The first time he saw her she had given up. Perry had murdered her husband, and her child had died as a result of the abduction. The torture Perry had inflicted left Gentry vulnerable, but it was the loss of her family that had destroyed her, and she simply hadn’t possessed the wherewithal to go on.
Nick had just finished a hunt. He’d been physically and mentally exhausted, but the news that a victim had survived the Storyteller was too significant to ignore. The Storyteller had been on his top-ten list already. After seeing Gentry and hearing her story from her partner, Nick had made his decision. The Storyteller would be next. He’d been tracking him since.
Gaylon Perry wasn’t the most intelligent serial killer he’d hunted, but he possessed incredible willpower. He allowed himself one theatrical event each year, and then he returned to school in the fall and carefully maintained his seemingly normal persona until summer rolled around again. Last November his mother’s death had caused him to act out of character, to make a move beyond his meticulously maintained boundaries. Then a second trigger had prompted a dangerously impulsive move.
That trigger had been Bobbie Gentry.
Since Perry had taken several broad steps outside his established MO, maybe Nick should move his grid search closer into the city. Perry would want to be near her. He would need to see Gentry often. To relish her flagrant actions of invitation. Her every move was like foreplay to the serial killer who had already come so very close to ending her life.
Nick wanted to shake her. She had to know she couldn’t do this alone.
As if she’d felt his censure across the night, she climbed back into her Challenger and drove away. Her official shadow rolled behind her. Nick allowed some distance and then he followed. She returned to her house on Gardendale and backed into the driveway. Nick watched until she was inside and the house went dark again before he returned to his motel.
Once he was between the sheets, he closed his eyes and waited for exhaustion to take him. Between now and then one face and one voice would taunt him. He hadn’t slept a single night without thinking of Bobbie Gentry since back in February, when he’d held her hand in that hospital room and made that damned promise.
She wouldn’t remember and he couldn’t forget.
In that sterile room all those months ago he’d watched her sleep, absorbing the pain and desperation emanating from her weak and broken body. He had known then that Perry would come after her again. She would be the key to stopping the sadistic bastard. From that moment Nick had learned all he could about her. He’d searched the home she’d shared with her husband and child; over and over he’d watched the videos they’d made. He knew her every move, her every look, her serious side as well as her playful one.
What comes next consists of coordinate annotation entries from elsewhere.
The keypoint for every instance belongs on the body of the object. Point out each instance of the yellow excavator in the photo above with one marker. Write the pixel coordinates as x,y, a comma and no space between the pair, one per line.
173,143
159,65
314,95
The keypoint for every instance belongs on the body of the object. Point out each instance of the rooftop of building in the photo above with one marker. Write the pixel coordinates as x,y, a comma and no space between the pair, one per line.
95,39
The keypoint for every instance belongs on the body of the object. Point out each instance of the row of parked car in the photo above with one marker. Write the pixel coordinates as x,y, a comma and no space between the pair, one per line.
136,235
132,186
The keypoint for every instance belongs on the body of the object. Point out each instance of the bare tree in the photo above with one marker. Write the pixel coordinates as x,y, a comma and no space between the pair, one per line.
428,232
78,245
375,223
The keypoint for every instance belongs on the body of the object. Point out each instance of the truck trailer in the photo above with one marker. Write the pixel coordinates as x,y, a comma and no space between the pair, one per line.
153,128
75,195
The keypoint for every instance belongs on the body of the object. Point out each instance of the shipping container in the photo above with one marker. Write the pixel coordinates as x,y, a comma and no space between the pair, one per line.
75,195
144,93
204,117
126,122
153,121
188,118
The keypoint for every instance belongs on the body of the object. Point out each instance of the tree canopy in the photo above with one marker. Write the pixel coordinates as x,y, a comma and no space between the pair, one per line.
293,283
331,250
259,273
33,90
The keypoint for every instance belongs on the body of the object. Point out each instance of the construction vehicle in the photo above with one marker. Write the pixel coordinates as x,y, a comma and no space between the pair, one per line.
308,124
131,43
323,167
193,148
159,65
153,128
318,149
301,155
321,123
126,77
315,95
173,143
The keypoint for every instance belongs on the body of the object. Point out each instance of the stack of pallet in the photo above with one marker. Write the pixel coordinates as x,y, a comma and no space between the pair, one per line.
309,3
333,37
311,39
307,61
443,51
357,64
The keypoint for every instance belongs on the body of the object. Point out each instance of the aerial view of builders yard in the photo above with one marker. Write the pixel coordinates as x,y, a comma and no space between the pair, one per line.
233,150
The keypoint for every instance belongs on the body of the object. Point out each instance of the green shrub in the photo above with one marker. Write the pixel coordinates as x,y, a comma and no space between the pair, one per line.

The nuances of her voice and the sound of her laughter. He understood her vulnerabilities, few though they were, and her infinite strength.
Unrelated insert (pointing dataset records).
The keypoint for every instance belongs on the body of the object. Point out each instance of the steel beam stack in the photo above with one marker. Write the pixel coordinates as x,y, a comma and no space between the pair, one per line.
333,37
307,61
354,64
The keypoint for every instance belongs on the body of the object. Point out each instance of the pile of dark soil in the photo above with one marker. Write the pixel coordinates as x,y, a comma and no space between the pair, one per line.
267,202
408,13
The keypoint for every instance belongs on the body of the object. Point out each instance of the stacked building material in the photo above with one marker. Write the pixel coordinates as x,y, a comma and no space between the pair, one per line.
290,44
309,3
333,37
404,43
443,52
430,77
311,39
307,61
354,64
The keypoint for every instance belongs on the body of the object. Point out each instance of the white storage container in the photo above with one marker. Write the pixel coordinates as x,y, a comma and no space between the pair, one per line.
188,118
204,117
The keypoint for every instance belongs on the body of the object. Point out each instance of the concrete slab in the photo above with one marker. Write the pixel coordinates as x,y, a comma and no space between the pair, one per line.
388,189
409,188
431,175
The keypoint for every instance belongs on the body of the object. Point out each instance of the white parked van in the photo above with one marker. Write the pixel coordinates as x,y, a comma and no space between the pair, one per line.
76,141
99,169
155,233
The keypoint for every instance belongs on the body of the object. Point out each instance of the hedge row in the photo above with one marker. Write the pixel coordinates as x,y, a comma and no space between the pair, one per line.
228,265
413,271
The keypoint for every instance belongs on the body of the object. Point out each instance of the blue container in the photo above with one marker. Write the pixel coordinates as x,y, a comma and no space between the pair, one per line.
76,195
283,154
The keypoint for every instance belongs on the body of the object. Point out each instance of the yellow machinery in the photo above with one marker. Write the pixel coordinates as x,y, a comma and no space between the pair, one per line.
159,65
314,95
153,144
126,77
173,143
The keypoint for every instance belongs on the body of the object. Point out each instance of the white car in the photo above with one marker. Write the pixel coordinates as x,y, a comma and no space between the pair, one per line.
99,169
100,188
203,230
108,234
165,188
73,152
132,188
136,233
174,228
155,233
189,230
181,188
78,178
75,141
The woman he had spoken to tonight was nothing like the one captured in those videos with her family and friends. He thought of the way she had smiled before...the way her eyes lit with happiness in the videos. The light was missing from her eyes now, and he was yet to see her lips form a real smile.
Something about her—something he couldn’t quite name—haunted him. Reached a place inside him that no one had touched in a very long time. The longer he remained near her, the more powerful that inexplicable link became.
He never permitted personal involvement to develop during his hunts. His life as well as his sanity depended on maintaining distance. Somehow in the past few months he’d lost the ability to distance himself from Bobbie Gentry.
Something he and Perry had in common.